Злоумышленники рассылают сообщения с просьбой «срочно перевести деньги на счет N или криптокошелек», предупреждают «о звонке чиновника высокого ранга», требуют предоставить конфиденциальную информацию.

Злоумышленники работают последовательно по отдельным отраслям: государственные организации, IT-компании, предприятия ВПК, ритейл и др. Очевидно, что для проработки тактики используются доступные в сети отраслевые базы данных.

В 2023 году в Telegram на 19% вырос спрос на базы данных, которые содержат персональные данные (e-mail и телефоны) пользователей банковских и медицинских услуг, паспортные данные граждан. Ряд запросов содержит требования к более глубокой детализации, например, город проживания, ФИО, номер телефона, информация о заболеваниях, число проживающих в одном доме или квартире.

При этом объем предложения баз данных также вырос — на 29%, что коррелирует с данными Роскомнадзора. В 2023 году ведомство зафиксировало 168 утечек персональных данных граждан РФ, которые содержат 300 миллионов записей.

В Angara Security отметили, что в российском интернет-сегменте в 2023 году больше всего пострадали от кражи персональных данных операторы связи, медицинские учреждения, госсектор. В ряде случаев утекали данные сотрудников и партнеров компаний, но чаще всего кибератаки были нацелены на хищение данных клиентов.

«Если в 2022 году публичные утечки и похищенные базы данных распространялись на специализированных теневых форумах, то в 2023 одной из самых „востребованных“ площадок стал Telegram. Скорее всего эта тенденция сохранится в 2024 году», — подчеркивает Виктория Варламова, старший эксперт по защите бренда Angara Security.

Какие цели преследуют злоумышленники?

В первую очередь, финансовые, например, перевод денег на отдельный счет «срочно, полмиллиона для оплаты штрафа на такой-то счет». На втором месте сообщения из серии «у вас произошла утечка данных», которые рискуют стать трендом 2024 года, если будет принят законопроект об оборотных штрафах, отмечают эксперты Angara Security. Цель таких сообщений — это снижение доверия к компании, а также сбор дополнительной информации от собеседников компании. На самом деле утечек может не быть, преступники намеренно нагнетают ситуацию. На третьем — сообщения, которые могут принести репутационные потери в результате общения с пранкерами и другими преступниками, использующими технологии deep fake, подмену голоса для атак на сотрудников компаний и другие механики.

«Бороться с этим явлением довольно сложно. Техническая поддержка Telegram не всегда быстро блокирует подозрительных пользователей, поэтому стоит аккуратно начинать новые диалоги.

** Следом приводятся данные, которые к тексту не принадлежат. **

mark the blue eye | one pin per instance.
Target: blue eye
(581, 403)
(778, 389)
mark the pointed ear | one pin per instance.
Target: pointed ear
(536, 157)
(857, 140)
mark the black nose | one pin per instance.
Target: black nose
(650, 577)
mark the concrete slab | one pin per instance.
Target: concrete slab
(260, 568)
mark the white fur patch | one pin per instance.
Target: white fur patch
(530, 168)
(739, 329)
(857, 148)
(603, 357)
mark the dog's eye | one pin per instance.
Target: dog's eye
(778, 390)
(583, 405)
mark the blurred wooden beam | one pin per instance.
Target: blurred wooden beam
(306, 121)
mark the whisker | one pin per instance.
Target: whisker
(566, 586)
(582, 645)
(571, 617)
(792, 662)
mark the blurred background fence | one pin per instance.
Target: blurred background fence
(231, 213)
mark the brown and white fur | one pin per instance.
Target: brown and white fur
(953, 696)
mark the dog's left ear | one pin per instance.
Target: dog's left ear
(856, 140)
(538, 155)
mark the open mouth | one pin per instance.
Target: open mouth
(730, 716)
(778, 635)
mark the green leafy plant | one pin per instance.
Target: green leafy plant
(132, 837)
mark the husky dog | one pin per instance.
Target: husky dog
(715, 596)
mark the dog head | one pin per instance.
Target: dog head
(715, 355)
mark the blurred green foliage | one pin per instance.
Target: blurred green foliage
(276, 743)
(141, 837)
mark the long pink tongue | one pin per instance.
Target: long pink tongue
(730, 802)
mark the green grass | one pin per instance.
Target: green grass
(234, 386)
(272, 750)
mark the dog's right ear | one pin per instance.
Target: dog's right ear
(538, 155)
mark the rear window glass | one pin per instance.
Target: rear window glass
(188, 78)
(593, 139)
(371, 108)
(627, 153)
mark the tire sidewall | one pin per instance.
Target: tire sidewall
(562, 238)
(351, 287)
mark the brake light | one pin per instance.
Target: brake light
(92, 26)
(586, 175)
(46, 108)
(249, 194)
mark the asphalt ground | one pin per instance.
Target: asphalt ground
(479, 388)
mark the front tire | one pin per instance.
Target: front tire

Мошенники — это всегда призыв к какому-то действию, спешка и запугивание. Если вас просят быстро, срочно что-то сделать, стоит взять паузу. В случае, если у вас есть номер телефона человека, который вам пишет, лучше уточнить, а он ли вам пишет», — комментирует Виктория Варламова.

Среди рабочих инструментов для борьбы с этим явлением эксперт отмечает регулярные OSINT-исследования, чтобы оценивать, какие данные о сотрудниках и партнерах можно собирать в открытых источниках, и своевременно закрывать доступ или корректировать упоминания.

Например, злоумышленники могут использовать базы данных массовых сервисов в сфере подбора персонала, маркетинга, рекламы, исследований рынка, службы доставки, корпоративных библиотек, внешних образовательных платформ, корпоративных программ лояльности, цифровых платформ медицинских услуг, которые предоставляются в рамках ДМС, базы данных организаторов отраслевых мероприятий и пр. Риски с точки зрения парсинга данных также представляют профессиональные сообщества, например, LinkedIn, Habr, профильные группы в социальных сетях, отраслевые телеграм-чаты и группы.

Для авторизации на этих ресурсах зачастую необходимо указывать корпоративный e‑mail, имя, фамилию и должность. В случае утечки такого типа данных, преступники получают доступ к массиву информации, который далее можно обогащать и использовать для фишинговых атак, в том числе от лица «топ-менеджмента» и пр.

Перевод коммуникаций в официальные каналы — электронную почту или корпоративный мессенджер − может снизить вероятность фишинговой атаки, но для этого необходимо обучить сотрудников основам киберграмотности и периодически проводить проверки, моделируя реальные ситуации.